We pass a procession of people dressed in white tunics edged in green, the men in ceremonial caps and the women with beads draped around their necks and down their foreheads.
It’s as surreal as a dream: a river of white souls moving through mud beneath the rain.
They’re singing, or praying, and heading toward a lake, they tell me, for an annual celebration of fertility.
They belong to Oromo lineage, and pay homage to God for plentiful harvests, give Him thanks for sending many animals, beg Him for their women to be fertile.
It couldn’t be any other way: Rural life depends on abundance.
Scarcity and death go hand in hand. Children are needed as a labor force.
So where do we land, then—with fertility or population control? How to deal with the dilemma?
“I know several women who participate in that procession, there they go, look at them, I could point them out. I’ve personally treated them,” says Zahra Bayda, who frequently visits these camps.
“I know that several of them use family planning. But that doesn’t mean they’ll stop attending the fertility festival, it’s a great occasion and they wouldn’t miss it for anything in the world.
You see, they have a Solomonic way of resolving the dilemma. ”
It’s already nine thirty, the health clinic is out of reach and Barakat’s vital signs are weakening.
Zahra Bayda knows she can’t wait anymore.
She inserts her index and middle fingers into the birth canal, moves them apart, and turns them, confirming the ten necessary centimeters of dilation.
The child is in the third stage, that is, in the expulsive phase, ruling out the option of a cesarean.

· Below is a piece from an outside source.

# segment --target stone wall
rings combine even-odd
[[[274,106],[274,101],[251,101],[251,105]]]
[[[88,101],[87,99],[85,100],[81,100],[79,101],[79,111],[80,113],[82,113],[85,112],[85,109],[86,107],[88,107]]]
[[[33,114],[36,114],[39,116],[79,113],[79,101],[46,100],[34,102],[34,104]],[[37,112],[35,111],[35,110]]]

Even if we arrived on time, they’d no longer be able to do it.
The young woman’s pains grow unbearable, and in the baby, the heartbeat of life fades.
At ten twenty, we finally arrive at the clinic.
I don’t know how, but here we are. Barakat is rushed into surgery, the medical staff flutters around her, there’s noise and tension .
. . and for a few moments, an abysmal silence, when all seems lost. Everything is at play here; it’s cosmic and brutal, this duel between life and death.